BPS2026 – Cav1.2 EF-hand and IQ domain variants of uncertain significance (VUS) affect Ca2+ current and Ca2+ homeostasis differently

Calcium conducted by voltage-gated calcium channels (Ca v 1.2) shapes the duration of the cardiac action potential (AP) and initiates calcium-induced calcium-release and contraction. Therefore, precise regulation of calcium conducted by Ca v 1.2 is crucial for cardiac function. Negative feedback mechanisms that control channel inactivation reside in the C terminus, but the structure of this region is not yet fully understood.

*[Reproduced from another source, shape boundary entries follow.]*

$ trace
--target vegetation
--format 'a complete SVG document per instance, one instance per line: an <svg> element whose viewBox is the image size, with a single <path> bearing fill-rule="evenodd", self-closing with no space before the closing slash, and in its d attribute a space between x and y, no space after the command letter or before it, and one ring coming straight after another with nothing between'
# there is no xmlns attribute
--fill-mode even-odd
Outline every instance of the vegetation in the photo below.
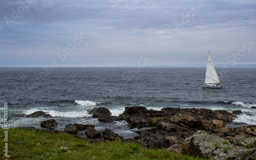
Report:
<svg viewBox="0 0 256 160"><path fill-rule="evenodd" d="M0 132L5 130L0 128ZM136 143L120 141L100 144L74 138L67 133L51 134L23 128L8 130L8 157L3 159L203 159L170 153L165 150L149 149ZM0 134L1 148L5 135Z"/></svg>
<svg viewBox="0 0 256 160"><path fill-rule="evenodd" d="M215 149L217 149L219 148L219 145L217 143L214 144L214 146L215 146Z"/></svg>
<svg viewBox="0 0 256 160"><path fill-rule="evenodd" d="M227 148L224 148L223 149L223 152L224 152L224 153L227 153Z"/></svg>

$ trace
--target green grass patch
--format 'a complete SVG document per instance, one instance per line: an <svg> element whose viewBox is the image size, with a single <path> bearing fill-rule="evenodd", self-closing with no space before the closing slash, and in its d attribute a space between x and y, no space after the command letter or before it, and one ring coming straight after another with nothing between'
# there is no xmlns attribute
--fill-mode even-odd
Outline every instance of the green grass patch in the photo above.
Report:
<svg viewBox="0 0 256 160"><path fill-rule="evenodd" d="M4 148L5 130L0 128L0 146ZM165 150L150 149L120 141L92 144L67 133L51 134L23 128L8 130L8 155L3 159L204 159Z"/></svg>

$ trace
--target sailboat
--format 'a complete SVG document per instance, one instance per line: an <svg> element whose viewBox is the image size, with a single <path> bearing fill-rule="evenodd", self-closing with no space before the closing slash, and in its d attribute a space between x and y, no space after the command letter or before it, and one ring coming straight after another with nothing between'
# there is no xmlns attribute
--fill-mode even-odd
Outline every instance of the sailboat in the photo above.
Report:
<svg viewBox="0 0 256 160"><path fill-rule="evenodd" d="M208 52L208 58L205 71L205 79L203 88L221 88L222 85L220 84L220 80L214 67L214 63Z"/></svg>

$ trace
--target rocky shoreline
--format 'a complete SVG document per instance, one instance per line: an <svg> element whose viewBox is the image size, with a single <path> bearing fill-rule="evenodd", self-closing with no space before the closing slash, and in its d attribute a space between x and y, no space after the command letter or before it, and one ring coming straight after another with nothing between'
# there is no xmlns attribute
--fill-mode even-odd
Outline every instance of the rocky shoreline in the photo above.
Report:
<svg viewBox="0 0 256 160"><path fill-rule="evenodd" d="M134 106L126 107L119 116L113 116L107 108L94 108L89 113L101 122L123 120L131 127L149 129L137 131L138 136L126 140L106 128L100 132L94 128L94 125L68 124L64 132L92 143L117 139L124 142L140 143L147 148L167 149L205 158L256 159L256 126L225 126L226 123L232 122L241 112L241 110L230 113L204 108L164 108L154 110ZM48 128L49 132L63 132L55 130L57 122L42 111L24 117L47 118L49 120L41 122L41 127ZM85 131L87 138L78 136L79 130Z"/></svg>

To investigate implications of the structure of the EF-hand and IQ domains on channel function, we performed electrophysiological and fluorescent characterization of variants of uncertain significance (VUS), L1520I-, L1521I-, and R1586Q-Cav1.2, each reported independently in patients following syncope or cardiac arrest. Patch-clamp technique was used to record calcium (I Ca ) and barium currents as well as APs in wt and mutated Ca v 1.2 expressed in doxycycline-inducible Flp-In HEK293 cell lines and human iPSC-derived cardiomyocytes (iPSC-CM), respectively. Spontaneous changes in cytosolic calcium concentrations were recorded in fluorescently Fluo4-labeled iPSC-CM monolayers. Prediction of functional effects of VUS was performed using bioinformatic tools. Homology-based models of the mutant version of the EF-hand and IQ domains were prepared. We find that the peak I Ca is diminished in L1521I-Ca v 1.2, V 1/2 is right-shifted, and slope of normalized fractional activation is increased. No changes in the macroscopic I Ca properties were found for the other mutations. Window current parameters were assessed as well. Calcium-dependent inactivation (CDI) was accelerated for L1520I-Ca v 1.2 and delayed for L1521- and R1586Q-. The frequency of spontaneous Ca 2+ transients of iPSC-CM was increased for L1521I-Ca v 1.2; however, the AP duration was unchanged. To date, our data suggest that L1520I, L1521I, and R1586Q alter Ca v 1.2 CDI. We speculate that altered CDI is sufficient to modify the frequency of spontaneous Ca 2+ transients and may be proarrhythmogenic.